A valid IdP metadata is expected to provide following informations in XML:
a. EntityID: a unique entity ID for IdP, generally the base URL for IdP software
b. IDPSSODescriptor: this must support urn:oasis:names:tc:SAML:2.0:protocol
c. Signing and Encryption certificate in X.509 format. This certificate will be used to trust SAML messages originating from IdP software.
d. NameIDFormat list. Preferred NameID supported by IdeaScale is emailAddress ((urn:oasis:names:tc:SAML:1.1:nameid-format:emailAddress)). IdeaScale also supports any persistent NameID that does not change between login.
e. SingleSignonService URL and Bindings, either or both of HTTP-Post and HTTP-Redirect must be present.

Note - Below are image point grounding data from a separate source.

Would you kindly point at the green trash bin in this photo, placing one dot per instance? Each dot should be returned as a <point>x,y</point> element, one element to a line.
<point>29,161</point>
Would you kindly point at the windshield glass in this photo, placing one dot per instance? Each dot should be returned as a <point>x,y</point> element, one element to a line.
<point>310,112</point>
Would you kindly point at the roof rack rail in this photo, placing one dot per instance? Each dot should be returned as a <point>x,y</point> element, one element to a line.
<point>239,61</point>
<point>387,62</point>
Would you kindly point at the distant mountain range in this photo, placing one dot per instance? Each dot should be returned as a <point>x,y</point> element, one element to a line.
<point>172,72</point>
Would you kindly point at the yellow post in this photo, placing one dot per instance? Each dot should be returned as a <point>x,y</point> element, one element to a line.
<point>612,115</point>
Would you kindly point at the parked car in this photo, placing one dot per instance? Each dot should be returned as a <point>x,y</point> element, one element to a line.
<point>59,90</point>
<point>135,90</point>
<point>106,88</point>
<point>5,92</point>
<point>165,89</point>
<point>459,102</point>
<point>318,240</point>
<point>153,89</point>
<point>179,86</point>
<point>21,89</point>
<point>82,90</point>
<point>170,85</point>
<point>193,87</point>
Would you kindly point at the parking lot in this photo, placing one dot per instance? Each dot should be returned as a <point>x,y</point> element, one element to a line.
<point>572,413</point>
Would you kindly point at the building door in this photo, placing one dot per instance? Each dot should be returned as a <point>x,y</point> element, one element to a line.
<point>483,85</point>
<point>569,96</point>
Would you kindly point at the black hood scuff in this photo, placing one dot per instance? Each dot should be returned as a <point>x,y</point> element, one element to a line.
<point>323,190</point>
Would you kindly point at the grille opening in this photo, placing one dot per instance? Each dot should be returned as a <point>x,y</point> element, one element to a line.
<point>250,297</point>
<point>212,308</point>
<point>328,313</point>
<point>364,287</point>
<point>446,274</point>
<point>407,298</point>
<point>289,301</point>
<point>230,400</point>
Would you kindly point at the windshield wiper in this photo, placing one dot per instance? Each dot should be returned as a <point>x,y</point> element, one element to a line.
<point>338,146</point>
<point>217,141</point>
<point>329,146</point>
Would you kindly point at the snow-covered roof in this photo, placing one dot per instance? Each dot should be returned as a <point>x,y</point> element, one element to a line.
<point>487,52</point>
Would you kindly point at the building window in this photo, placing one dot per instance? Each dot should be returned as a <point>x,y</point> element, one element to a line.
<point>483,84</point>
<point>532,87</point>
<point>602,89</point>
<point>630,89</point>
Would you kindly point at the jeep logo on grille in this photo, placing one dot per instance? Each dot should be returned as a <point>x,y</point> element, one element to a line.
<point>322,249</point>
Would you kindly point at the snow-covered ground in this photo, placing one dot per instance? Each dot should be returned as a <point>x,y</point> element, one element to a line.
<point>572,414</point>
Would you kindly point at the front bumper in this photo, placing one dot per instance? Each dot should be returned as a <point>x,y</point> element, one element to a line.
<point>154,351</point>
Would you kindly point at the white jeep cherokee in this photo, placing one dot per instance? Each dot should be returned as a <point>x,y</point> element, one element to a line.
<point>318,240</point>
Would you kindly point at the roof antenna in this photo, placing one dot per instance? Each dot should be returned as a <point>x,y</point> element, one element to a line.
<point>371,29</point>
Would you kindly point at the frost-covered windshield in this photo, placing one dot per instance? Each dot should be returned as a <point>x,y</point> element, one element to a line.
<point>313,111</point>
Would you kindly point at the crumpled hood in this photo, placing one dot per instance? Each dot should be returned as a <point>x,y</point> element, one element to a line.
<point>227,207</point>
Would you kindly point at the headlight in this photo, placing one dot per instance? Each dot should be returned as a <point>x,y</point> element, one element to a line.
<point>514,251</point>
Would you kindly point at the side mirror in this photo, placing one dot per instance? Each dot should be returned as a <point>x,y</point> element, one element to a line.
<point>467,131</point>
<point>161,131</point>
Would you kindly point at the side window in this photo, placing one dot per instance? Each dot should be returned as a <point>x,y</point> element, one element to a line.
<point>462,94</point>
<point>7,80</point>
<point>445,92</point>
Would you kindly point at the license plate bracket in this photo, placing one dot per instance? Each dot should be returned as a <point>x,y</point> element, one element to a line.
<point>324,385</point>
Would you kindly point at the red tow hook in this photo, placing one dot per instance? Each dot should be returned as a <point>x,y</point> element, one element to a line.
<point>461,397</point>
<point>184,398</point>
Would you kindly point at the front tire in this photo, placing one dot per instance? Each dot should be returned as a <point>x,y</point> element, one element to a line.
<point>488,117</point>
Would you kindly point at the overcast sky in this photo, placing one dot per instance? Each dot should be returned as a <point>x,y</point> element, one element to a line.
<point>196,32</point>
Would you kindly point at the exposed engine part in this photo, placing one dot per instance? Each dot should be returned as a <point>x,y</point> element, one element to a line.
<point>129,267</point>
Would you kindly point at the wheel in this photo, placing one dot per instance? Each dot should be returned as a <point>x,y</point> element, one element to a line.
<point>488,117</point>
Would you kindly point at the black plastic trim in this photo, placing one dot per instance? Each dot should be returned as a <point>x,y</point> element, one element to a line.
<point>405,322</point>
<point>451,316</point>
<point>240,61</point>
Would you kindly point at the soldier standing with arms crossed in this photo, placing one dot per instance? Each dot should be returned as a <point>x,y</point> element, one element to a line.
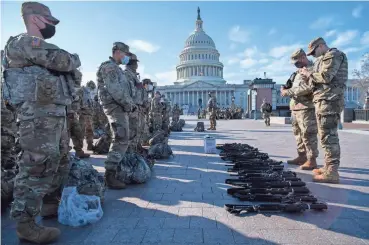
<point>116,98</point>
<point>329,87</point>
<point>212,107</point>
<point>304,123</point>
<point>34,79</point>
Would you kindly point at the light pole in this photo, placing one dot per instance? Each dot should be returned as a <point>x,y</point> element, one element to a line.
<point>255,116</point>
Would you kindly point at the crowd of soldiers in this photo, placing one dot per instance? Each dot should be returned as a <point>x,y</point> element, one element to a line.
<point>44,106</point>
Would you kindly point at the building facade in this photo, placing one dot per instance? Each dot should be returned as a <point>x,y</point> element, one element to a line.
<point>200,71</point>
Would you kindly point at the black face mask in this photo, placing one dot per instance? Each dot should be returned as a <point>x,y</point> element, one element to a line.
<point>48,31</point>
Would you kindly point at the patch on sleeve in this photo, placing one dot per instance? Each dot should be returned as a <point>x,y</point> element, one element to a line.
<point>36,42</point>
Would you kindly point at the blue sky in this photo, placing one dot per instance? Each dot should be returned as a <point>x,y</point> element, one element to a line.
<point>252,37</point>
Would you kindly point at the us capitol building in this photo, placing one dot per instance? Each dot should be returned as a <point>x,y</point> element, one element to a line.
<point>199,71</point>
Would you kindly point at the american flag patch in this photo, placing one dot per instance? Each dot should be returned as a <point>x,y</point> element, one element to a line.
<point>36,42</point>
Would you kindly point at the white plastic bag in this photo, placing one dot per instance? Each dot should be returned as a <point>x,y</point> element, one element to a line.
<point>78,210</point>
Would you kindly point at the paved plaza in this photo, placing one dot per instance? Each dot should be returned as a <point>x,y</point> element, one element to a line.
<point>183,202</point>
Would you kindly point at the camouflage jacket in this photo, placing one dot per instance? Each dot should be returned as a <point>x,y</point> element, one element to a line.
<point>212,103</point>
<point>37,74</point>
<point>301,92</point>
<point>331,76</point>
<point>134,83</point>
<point>113,87</point>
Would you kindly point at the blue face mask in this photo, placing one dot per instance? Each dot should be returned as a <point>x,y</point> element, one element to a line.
<point>125,60</point>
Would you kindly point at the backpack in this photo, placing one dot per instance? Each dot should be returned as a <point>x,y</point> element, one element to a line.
<point>268,107</point>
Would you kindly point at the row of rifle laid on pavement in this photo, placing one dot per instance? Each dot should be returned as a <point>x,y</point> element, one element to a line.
<point>261,179</point>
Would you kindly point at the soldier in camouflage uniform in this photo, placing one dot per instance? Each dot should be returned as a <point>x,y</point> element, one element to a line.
<point>304,123</point>
<point>99,118</point>
<point>115,95</point>
<point>176,113</point>
<point>134,118</point>
<point>74,127</point>
<point>212,108</point>
<point>145,110</point>
<point>156,113</point>
<point>166,114</point>
<point>35,73</point>
<point>86,114</point>
<point>329,81</point>
<point>266,111</point>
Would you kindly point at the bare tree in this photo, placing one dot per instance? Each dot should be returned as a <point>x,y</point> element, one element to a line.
<point>361,80</point>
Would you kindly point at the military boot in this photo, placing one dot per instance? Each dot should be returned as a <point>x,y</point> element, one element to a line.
<point>301,159</point>
<point>329,175</point>
<point>310,164</point>
<point>35,233</point>
<point>318,171</point>
<point>49,210</point>
<point>90,147</point>
<point>112,182</point>
<point>81,154</point>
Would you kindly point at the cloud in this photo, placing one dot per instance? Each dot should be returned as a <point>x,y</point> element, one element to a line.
<point>356,12</point>
<point>247,63</point>
<point>322,23</point>
<point>280,51</point>
<point>330,33</point>
<point>250,52</point>
<point>272,31</point>
<point>365,38</point>
<point>344,38</point>
<point>236,34</point>
<point>144,46</point>
<point>233,61</point>
<point>166,78</point>
<point>233,46</point>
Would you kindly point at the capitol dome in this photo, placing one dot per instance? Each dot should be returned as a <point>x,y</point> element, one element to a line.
<point>199,60</point>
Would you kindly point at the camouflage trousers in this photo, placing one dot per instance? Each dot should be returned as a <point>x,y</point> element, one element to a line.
<point>175,117</point>
<point>85,121</point>
<point>212,119</point>
<point>305,129</point>
<point>142,128</point>
<point>119,127</point>
<point>8,137</point>
<point>328,115</point>
<point>43,165</point>
<point>75,131</point>
<point>266,117</point>
<point>134,123</point>
<point>157,121</point>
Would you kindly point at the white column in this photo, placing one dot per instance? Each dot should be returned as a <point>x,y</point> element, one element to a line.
<point>352,93</point>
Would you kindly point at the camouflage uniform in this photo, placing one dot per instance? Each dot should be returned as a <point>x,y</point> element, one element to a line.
<point>166,115</point>
<point>176,113</point>
<point>304,123</point>
<point>99,117</point>
<point>36,75</point>
<point>156,114</point>
<point>115,95</point>
<point>212,107</point>
<point>134,118</point>
<point>266,114</point>
<point>85,116</point>
<point>329,87</point>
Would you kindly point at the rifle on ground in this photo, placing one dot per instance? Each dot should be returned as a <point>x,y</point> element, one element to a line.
<point>288,208</point>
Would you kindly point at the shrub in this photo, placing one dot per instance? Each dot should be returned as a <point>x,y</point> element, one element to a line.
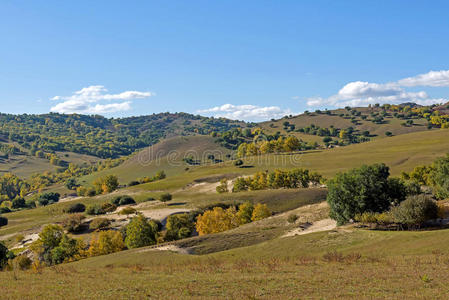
<point>179,226</point>
<point>99,224</point>
<point>95,210</point>
<point>165,197</point>
<point>30,203</point>
<point>133,183</point>
<point>48,198</point>
<point>260,212</point>
<point>3,221</point>
<point>106,184</point>
<point>217,220</point>
<point>123,200</point>
<point>106,242</point>
<point>3,255</point>
<point>18,203</point>
<point>73,223</point>
<point>238,162</point>
<point>127,211</point>
<point>75,208</point>
<point>245,213</point>
<point>140,232</point>
<point>365,189</point>
<point>71,184</point>
<point>292,218</point>
<point>223,187</point>
<point>4,210</point>
<point>108,207</point>
<point>22,262</point>
<point>415,211</point>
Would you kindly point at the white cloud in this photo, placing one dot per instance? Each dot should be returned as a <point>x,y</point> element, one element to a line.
<point>433,78</point>
<point>87,101</point>
<point>361,93</point>
<point>247,112</point>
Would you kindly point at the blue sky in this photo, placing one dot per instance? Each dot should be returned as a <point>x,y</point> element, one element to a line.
<point>248,60</point>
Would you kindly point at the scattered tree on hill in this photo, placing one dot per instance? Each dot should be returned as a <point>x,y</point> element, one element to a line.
<point>260,212</point>
<point>415,211</point>
<point>217,220</point>
<point>107,184</point>
<point>366,189</point>
<point>106,242</point>
<point>223,186</point>
<point>48,198</point>
<point>179,226</point>
<point>140,232</point>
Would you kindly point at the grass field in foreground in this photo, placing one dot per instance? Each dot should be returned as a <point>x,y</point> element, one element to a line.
<point>411,265</point>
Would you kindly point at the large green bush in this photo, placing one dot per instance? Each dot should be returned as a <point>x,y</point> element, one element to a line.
<point>365,189</point>
<point>140,232</point>
<point>415,211</point>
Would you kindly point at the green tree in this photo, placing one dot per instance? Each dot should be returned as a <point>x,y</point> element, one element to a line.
<point>260,212</point>
<point>245,212</point>
<point>365,189</point>
<point>440,177</point>
<point>140,233</point>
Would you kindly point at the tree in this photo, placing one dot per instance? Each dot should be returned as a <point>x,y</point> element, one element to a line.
<point>165,197</point>
<point>48,198</point>
<point>415,210</point>
<point>217,220</point>
<point>73,223</point>
<point>106,184</point>
<point>179,226</point>
<point>223,186</point>
<point>3,221</point>
<point>106,242</point>
<point>3,255</point>
<point>71,184</point>
<point>245,213</point>
<point>365,189</point>
<point>260,212</point>
<point>440,177</point>
<point>140,232</point>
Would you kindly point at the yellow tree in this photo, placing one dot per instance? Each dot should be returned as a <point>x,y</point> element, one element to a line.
<point>217,220</point>
<point>260,212</point>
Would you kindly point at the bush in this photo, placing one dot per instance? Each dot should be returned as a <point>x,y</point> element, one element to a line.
<point>292,218</point>
<point>238,162</point>
<point>415,211</point>
<point>73,223</point>
<point>133,183</point>
<point>108,207</point>
<point>260,212</point>
<point>48,198</point>
<point>179,226</point>
<point>18,203</point>
<point>22,262</point>
<point>165,197</point>
<point>3,221</point>
<point>106,242</point>
<point>3,255</point>
<point>30,203</point>
<point>71,184</point>
<point>75,208</point>
<point>140,232</point>
<point>127,211</point>
<point>365,189</point>
<point>123,200</point>
<point>95,210</point>
<point>99,224</point>
<point>4,210</point>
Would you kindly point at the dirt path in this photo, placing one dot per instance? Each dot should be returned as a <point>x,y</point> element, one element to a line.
<point>321,225</point>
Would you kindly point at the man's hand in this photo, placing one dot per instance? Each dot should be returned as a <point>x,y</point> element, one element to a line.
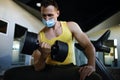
<point>86,71</point>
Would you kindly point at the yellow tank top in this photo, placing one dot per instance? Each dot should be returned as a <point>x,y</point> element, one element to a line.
<point>66,36</point>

f. SingleLogoutServer URL and Bindings, both HTTP-Post and HTTP-Redirect Bindings supported
If a valid IdP metadata XML is not provided, the Single-Sign-On service will not operate correctly. The SingleLogoutService is optional.
UserID mapping
IdeaScale uses email address or any persistent NameID to map users from other security domain to IdeaScale communities. Its preferred that the email address is also passed along with NameID if NameID format is not email address. The email address can be passed in 2 ways:
1. Use email address as NameID, this works best
2. Add an AttributeStatement in SAML Response with Name/Friendly name as “mail”. The AttributeStatement should follow the AuthnStatement. Here is a XML snippet as example:
<saml:AttributeStatement>
<saml:Attribute NameFormat="urn:oasis:names:tc:SAML:2.0:attrname-format:basic"
Name="mail">
<saml:AttributeValue xsi:type="xs:string">[email protected] </saml:AttributeValue>
</saml:Attribute>
</saml:AttributeStatement>
In case the email address is not passed along, users will be asked to provide it upon their first login. Though they have the option to not opt out for it by clicking on Skip.
Certificate & Trust
IdeaScale uses own certificate for signing and encrypting SAML messages. For incoming SAML messages from IdP the system checks the signing certificate provided in the IdP metadata XML in community setting and uses it as a trusted certificate.